Saturday night before Easter Sunday, kids--and let's face it, adults, too--fall asleep to dreams of a hoppy messenger delivering candy eggs to baskets placed by the fireplace with care. But how did a cotton-tailed, non-egg laying hare come to be a symbol of this holiday?
Legends date the tale of the Easter Bunny back to its origins as a European pagan tradition that celebrated the goddess of spring, Eostre (also written Eastre and conveniently pronounced like the Easter holiday). Worshippers held a festival in honor of the goddess around the spring equinox, which meant the party date shifted slightly each year, similar to the Easter of today.
Eostre's ancient symbol was chosen as a rabbit presumably because the animal usually gives birth in the springtime when the weather is warm. With their incredibly high reproductive rates, rabbits also signify fertility.
A single mother cat is projected to produce up to 40,000 progeny in seven years, but rabbits blow that out of the litter box. In comparison, one female rabbit can produce nearly 185 billion offspring in the same amount of time. See why spaying and neutering is so important?
It would make sense, then, that this incredible rate of fertility brought about Easter eggs, since eggs themselves can signify new life--much like the spring season or the Christian belief in the resurrection of Jesus Christ. In fact, the female hormone estrogen is derived from Eostre's name. Is it really that much of a jump to make these Easter eggs chocolate candy eggs?
Some find that Easter eggs commemorate the 13th-century Christian tradition of omitting eggs from the diet during Lent, feasting on them in the Easter morning. Russians in the 19th century reportedly gifted bedazzled eggs to each other on Easter.
Others believe it was the immigration of Germans to America in the 1700s that brought the egg-laying rabbit tradition overseas. Historically, German immigrant children prepared nests the night before the holiday for the bunny to place its colorful eggs, as long as the youth were good that year. Much like American well-behaved children leave a plate of cookies out for Santa Claus and carrots for his reindeer, 18th-century German kids keep a plate of carrots out for the Easter Bunny--in case he needs to refuel after all that bouncing.
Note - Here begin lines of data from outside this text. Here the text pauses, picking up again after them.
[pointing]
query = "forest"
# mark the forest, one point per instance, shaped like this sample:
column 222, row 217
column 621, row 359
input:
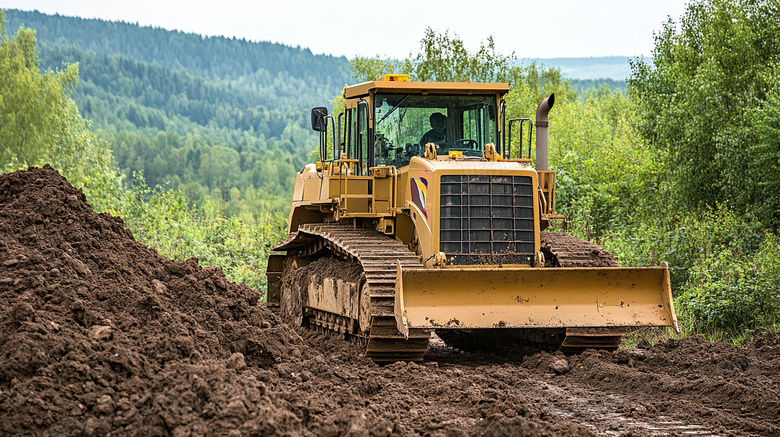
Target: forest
column 194, row 141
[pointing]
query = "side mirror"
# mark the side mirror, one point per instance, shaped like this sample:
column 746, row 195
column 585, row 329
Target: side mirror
column 318, row 115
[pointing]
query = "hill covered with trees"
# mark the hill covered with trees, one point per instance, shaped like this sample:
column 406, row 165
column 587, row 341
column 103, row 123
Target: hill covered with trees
column 212, row 116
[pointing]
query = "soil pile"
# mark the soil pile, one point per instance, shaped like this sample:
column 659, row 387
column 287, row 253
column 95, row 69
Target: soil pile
column 99, row 333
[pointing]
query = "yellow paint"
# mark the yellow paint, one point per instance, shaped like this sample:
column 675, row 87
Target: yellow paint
column 534, row 298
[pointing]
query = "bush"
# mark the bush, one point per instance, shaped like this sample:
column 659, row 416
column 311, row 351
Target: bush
column 734, row 292
column 163, row 219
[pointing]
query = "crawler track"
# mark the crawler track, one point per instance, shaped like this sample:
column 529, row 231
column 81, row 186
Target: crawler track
column 378, row 256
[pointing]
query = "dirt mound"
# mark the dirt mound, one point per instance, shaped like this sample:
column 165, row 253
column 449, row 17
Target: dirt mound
column 98, row 332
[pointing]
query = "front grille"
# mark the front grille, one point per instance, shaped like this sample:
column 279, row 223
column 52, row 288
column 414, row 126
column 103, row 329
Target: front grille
column 487, row 219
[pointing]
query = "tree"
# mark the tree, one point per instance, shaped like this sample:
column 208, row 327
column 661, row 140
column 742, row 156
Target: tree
column 699, row 95
column 40, row 124
column 445, row 58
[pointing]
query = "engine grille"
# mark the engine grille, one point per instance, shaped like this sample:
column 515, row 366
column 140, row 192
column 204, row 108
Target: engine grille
column 487, row 219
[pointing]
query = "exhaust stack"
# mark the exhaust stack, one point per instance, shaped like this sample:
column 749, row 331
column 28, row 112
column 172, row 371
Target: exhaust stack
column 542, row 157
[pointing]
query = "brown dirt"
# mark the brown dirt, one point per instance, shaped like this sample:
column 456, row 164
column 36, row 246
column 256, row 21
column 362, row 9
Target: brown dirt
column 100, row 335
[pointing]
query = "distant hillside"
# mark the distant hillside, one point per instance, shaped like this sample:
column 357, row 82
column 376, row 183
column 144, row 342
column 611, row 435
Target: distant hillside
column 609, row 67
column 214, row 116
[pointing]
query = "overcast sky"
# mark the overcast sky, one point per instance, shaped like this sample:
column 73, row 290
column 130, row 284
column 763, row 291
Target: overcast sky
column 530, row 29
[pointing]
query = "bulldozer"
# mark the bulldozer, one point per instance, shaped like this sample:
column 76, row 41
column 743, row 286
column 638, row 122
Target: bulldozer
column 421, row 218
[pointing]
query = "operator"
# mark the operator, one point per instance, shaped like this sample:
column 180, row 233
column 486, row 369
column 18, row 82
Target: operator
column 438, row 133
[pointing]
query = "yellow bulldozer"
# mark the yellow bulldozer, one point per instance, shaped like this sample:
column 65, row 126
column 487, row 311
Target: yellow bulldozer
column 420, row 217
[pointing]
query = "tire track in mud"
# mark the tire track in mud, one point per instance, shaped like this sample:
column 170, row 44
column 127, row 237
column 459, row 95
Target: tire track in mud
column 100, row 335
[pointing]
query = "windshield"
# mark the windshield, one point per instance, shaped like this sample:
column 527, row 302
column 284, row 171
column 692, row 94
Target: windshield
column 406, row 123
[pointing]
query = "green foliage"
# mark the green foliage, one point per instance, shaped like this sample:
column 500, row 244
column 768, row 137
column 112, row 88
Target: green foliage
column 445, row 58
column 734, row 292
column 163, row 219
column 699, row 96
column 606, row 175
column 40, row 123
column 683, row 238
column 220, row 118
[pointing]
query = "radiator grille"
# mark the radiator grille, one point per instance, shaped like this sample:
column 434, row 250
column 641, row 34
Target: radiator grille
column 487, row 219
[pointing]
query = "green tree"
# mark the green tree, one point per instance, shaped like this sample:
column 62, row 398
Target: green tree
column 445, row 58
column 40, row 123
column 698, row 97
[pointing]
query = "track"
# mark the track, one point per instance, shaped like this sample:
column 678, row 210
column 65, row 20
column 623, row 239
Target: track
column 378, row 257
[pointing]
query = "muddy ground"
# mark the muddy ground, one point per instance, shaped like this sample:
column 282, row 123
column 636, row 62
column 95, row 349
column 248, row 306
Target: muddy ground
column 100, row 335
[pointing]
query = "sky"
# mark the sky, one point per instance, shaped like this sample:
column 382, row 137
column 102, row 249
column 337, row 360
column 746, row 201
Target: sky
column 394, row 28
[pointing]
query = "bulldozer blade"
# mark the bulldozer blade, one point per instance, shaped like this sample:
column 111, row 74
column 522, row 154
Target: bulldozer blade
column 580, row 297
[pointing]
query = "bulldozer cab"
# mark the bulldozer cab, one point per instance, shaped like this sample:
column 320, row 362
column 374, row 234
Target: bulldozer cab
column 406, row 123
column 388, row 121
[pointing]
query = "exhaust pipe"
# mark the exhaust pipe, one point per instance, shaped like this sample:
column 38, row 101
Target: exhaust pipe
column 542, row 157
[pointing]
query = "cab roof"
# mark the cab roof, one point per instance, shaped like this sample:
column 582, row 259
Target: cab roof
column 394, row 84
Not all countries have the Easter Bunny. Switzerland has a cuckoo bird, Australia has the rabbit-like bilby, and parts of Germany celebrate with a fox. But in the United States, we have a floppy-eared hippity-hop bunny rabbit that brings painted eggs in Easter baskets. From eggs hatch yellow chicks... or ducks... or geese, and so evolved the practice of giving feathered babies in the Easter season.
The chocolate and Easter egg hunts are just an added bonus.